The decisions related to child custody and child access are often the most difficult to make in legal separations.  As your lawyer, Brian Warrington understands that difficulty, and can help you navigate this emotional process with his expert knowledge of Alberta law as it pertains to child custody and child access.  Brian will help put your mind at ease by providing an empathetic ear to listen to and address any questions or concerns you may have, with the knowledge and experience to back it up.

Brian follows the same guiding method as the courts of Alberta: what are the the best decisions for the child.  The best interests of the child must always come first when making the most prudent decisions with respect to child custody and child access.  Under the best of circumstances, both parents can work together towards making an agreement that is satisfactory to each of them and is in the best interest of the child.  If this isn’t possible for any reason, Brian will use his expertise to defend the rights of his client in court.
Brian can provide expert counsel around all issues to be resolved in making a separation agreement, including:

  • With whom the child will live:
    • It may be that the child lives with one parent primarily while the other has certain visitation rights (referred to as child access, see below), or time is split between the parents (equally or otherwise).  Under certain circumstances it is possible one parent is barred from having contact with the child altogether. What is in the best interest of the child is always considered before anything else.
  • The terms of child access:
    • If the child will primarily reside with one parent, the other parent will often be awarded certain visitation rights so that the child can continue to enjoy the benefit of a relationship with that parent. This is referred to as child access. The terms of these visitation rights can be made as an agreement between the parents; but if this is not possible then they can be mandated by the court as a regularly scheduled occurrence, the length and frequency of which are determined on a case by case basis. This includes time during the holidays.  Under certain circumstances, the court may see fit to bar one parent from access or contact with the child (if it determines that this is in the child’s best interest).  In extreme cases, the court will determine that neither parent can properly care for the child and will appoint someone else as a legal guardian. This person will often be grandparent, or a sibling of the one of the parents.
  • Who will make decisions for the child:
    • Common decisions to be made include education, religion, medical care, with whom the child can spend time, and sports/activities. In the case of joint custody, both parents will retain equal rights in making such decisions, even if the child is residing primarily with one parent. If full child custody is awarded to one of the parents, he or she will be given full decision making authority.
  • Who will support the child financially:
    • The terms of financial support are based on income and with whom the child is living.

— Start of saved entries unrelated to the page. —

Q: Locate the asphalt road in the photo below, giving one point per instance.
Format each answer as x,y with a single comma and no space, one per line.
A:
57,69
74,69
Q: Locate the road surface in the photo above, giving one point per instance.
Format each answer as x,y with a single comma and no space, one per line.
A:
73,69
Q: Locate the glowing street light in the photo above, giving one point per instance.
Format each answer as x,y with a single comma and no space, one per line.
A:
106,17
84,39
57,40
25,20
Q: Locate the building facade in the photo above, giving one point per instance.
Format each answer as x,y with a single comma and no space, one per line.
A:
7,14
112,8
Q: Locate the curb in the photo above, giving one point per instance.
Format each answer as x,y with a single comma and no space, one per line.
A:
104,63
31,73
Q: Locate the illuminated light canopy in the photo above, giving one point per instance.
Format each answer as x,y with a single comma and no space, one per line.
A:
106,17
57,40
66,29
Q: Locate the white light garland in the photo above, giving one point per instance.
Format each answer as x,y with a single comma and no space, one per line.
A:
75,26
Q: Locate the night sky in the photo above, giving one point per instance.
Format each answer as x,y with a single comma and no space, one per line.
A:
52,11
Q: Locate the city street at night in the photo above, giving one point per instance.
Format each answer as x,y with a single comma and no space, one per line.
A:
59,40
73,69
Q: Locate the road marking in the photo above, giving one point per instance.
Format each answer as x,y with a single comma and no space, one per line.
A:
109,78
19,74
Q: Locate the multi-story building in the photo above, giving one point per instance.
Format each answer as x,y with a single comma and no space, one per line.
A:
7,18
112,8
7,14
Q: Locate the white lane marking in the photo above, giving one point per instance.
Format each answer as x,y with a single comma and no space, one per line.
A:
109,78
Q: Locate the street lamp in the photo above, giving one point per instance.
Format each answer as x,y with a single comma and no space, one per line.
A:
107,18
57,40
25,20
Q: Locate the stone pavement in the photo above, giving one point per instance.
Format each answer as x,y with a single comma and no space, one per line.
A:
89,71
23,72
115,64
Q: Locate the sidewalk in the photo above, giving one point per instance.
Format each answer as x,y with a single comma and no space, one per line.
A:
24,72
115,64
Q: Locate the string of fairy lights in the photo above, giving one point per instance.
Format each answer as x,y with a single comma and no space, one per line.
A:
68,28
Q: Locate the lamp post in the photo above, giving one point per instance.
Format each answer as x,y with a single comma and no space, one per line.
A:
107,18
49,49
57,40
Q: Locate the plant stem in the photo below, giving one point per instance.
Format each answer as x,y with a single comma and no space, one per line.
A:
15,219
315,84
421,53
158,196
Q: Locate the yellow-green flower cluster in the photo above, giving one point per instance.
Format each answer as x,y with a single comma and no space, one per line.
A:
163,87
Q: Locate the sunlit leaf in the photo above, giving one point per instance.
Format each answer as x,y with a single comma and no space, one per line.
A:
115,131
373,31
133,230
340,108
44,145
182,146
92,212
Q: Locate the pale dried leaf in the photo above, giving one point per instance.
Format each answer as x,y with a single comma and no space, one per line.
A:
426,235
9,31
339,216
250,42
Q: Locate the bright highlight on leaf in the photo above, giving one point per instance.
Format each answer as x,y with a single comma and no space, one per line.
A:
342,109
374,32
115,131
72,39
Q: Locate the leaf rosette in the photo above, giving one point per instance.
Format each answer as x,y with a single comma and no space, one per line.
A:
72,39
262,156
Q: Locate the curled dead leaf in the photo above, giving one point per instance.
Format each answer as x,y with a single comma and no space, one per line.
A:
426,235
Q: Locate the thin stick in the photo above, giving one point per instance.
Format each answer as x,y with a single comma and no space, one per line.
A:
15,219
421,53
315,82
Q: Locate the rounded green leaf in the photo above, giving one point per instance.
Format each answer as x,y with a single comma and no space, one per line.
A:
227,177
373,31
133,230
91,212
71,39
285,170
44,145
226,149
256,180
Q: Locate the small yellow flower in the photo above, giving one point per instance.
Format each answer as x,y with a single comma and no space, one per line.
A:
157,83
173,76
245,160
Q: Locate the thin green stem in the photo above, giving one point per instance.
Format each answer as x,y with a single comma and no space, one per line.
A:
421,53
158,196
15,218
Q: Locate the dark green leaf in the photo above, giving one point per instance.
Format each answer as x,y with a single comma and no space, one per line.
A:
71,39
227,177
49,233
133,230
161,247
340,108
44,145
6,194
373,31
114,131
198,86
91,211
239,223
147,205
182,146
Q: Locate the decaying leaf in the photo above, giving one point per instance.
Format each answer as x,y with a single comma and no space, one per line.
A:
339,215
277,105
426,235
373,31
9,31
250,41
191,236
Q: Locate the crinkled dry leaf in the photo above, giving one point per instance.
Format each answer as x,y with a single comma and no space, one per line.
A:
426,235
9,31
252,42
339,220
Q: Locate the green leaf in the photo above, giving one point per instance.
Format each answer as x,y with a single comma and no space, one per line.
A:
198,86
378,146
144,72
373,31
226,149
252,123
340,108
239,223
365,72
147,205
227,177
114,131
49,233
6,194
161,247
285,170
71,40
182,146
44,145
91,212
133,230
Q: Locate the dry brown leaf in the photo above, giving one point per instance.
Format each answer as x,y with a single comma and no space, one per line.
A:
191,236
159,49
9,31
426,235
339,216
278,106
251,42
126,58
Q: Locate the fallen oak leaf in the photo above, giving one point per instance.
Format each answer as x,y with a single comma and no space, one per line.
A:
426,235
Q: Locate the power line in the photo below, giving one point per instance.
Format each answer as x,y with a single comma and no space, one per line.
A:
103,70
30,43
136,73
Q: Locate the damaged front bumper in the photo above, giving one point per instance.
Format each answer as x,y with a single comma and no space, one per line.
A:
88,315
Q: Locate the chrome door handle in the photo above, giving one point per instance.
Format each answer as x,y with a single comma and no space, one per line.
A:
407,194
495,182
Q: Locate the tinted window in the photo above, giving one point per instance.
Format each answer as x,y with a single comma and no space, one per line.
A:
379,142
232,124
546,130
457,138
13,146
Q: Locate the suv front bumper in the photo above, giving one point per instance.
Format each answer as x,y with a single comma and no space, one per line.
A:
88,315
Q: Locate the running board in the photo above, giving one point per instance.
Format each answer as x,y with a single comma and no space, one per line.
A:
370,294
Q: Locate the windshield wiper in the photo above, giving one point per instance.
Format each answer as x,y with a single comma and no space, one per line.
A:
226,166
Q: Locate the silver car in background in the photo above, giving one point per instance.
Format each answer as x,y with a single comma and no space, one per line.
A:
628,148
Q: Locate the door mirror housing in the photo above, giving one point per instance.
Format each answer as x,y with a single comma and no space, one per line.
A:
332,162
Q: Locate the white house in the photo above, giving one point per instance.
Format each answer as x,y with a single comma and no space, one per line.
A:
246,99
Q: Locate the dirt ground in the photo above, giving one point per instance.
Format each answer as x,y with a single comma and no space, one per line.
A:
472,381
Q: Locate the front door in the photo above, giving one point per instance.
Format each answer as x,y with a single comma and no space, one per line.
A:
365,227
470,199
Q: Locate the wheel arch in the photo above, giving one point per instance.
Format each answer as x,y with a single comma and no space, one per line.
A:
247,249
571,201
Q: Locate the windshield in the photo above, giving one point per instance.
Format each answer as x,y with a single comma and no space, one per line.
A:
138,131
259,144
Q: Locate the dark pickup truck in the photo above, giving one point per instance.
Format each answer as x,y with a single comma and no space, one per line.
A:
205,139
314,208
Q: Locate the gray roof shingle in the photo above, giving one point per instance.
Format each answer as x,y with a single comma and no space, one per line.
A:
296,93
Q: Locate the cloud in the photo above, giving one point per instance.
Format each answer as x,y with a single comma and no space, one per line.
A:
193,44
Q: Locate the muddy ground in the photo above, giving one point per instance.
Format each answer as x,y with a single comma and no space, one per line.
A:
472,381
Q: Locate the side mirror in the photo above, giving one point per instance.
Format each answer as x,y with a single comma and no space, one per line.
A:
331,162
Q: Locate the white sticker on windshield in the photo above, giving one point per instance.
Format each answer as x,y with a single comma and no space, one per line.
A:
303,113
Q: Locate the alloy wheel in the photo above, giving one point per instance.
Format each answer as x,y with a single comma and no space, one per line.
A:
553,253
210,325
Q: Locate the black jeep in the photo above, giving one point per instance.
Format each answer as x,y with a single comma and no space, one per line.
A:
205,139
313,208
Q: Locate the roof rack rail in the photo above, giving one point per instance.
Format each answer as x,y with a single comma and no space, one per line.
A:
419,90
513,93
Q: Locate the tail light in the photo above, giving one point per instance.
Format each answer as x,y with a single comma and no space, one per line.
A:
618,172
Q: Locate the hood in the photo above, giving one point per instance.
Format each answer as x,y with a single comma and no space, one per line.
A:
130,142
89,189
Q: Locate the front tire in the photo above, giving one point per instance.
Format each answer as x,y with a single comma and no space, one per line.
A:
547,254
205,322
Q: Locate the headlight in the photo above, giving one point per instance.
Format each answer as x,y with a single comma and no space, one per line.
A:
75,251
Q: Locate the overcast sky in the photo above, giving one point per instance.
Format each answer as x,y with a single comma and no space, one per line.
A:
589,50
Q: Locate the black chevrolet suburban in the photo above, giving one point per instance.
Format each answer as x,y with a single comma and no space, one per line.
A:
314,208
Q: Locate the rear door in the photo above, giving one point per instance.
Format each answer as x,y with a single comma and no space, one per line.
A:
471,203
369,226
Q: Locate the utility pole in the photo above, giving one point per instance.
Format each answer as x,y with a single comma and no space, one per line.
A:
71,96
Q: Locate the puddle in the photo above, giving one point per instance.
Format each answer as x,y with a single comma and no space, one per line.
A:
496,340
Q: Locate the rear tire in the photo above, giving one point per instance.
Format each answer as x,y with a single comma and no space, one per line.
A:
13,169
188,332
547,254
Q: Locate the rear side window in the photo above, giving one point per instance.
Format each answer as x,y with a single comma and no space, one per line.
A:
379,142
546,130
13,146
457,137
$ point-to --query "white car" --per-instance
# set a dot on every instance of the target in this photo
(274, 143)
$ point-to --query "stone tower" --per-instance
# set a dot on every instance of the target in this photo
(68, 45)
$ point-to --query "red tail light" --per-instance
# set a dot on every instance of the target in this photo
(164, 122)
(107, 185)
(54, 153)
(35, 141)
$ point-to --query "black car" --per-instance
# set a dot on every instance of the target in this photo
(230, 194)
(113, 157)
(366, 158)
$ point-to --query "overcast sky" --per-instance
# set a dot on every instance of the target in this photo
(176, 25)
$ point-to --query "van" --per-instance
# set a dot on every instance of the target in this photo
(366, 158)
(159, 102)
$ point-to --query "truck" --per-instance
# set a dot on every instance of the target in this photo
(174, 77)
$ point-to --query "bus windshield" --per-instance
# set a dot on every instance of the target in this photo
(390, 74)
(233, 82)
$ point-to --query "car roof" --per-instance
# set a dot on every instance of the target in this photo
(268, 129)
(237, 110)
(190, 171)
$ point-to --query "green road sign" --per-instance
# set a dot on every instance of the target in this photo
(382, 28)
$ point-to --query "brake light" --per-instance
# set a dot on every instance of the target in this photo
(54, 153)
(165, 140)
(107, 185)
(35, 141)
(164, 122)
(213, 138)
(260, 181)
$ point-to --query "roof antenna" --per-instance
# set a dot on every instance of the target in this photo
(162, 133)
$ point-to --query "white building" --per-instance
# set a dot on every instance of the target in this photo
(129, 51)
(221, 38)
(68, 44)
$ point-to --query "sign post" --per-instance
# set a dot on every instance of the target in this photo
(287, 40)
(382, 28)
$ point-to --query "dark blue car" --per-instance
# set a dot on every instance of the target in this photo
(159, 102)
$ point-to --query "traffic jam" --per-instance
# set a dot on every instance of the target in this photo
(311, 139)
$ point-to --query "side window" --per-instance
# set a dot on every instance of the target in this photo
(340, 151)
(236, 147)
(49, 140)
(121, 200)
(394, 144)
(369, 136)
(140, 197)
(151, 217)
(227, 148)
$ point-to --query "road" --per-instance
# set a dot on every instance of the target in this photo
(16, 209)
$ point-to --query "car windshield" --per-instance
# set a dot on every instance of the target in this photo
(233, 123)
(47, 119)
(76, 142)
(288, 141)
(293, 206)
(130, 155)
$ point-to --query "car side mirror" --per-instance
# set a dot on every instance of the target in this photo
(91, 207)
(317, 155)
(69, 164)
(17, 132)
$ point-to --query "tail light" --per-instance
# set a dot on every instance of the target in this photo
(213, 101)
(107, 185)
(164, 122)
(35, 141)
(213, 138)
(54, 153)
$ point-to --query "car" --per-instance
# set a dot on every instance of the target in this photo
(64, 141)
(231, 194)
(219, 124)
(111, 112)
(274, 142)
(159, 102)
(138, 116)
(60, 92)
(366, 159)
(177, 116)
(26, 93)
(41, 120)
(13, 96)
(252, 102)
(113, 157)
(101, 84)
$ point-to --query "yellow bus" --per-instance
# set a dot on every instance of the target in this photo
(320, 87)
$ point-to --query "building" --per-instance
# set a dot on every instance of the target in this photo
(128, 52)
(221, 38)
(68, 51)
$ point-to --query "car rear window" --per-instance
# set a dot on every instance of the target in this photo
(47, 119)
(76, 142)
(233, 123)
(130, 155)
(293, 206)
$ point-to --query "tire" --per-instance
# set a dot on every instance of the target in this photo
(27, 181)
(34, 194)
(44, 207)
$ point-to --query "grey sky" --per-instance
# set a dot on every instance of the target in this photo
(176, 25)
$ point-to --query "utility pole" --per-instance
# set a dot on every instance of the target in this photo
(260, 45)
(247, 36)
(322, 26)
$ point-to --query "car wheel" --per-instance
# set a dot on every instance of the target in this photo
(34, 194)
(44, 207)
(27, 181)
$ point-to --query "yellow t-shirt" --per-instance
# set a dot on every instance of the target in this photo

How are these determinations around child custody made?

These issues must be resolved between the parents as part of a “separation agreement” before a divorce will be granted in Alberta. Ideally, both parents can work cooperatively and productively in determining the terms of custody and access within this agreement. As your lawyer, Brian will expertly inform you in this process with relevant information as the law pertains to your situation. If the parents are unable to reach an agreement on the necessary terms, Brian will vigorously defend the interests and rights of his client in court.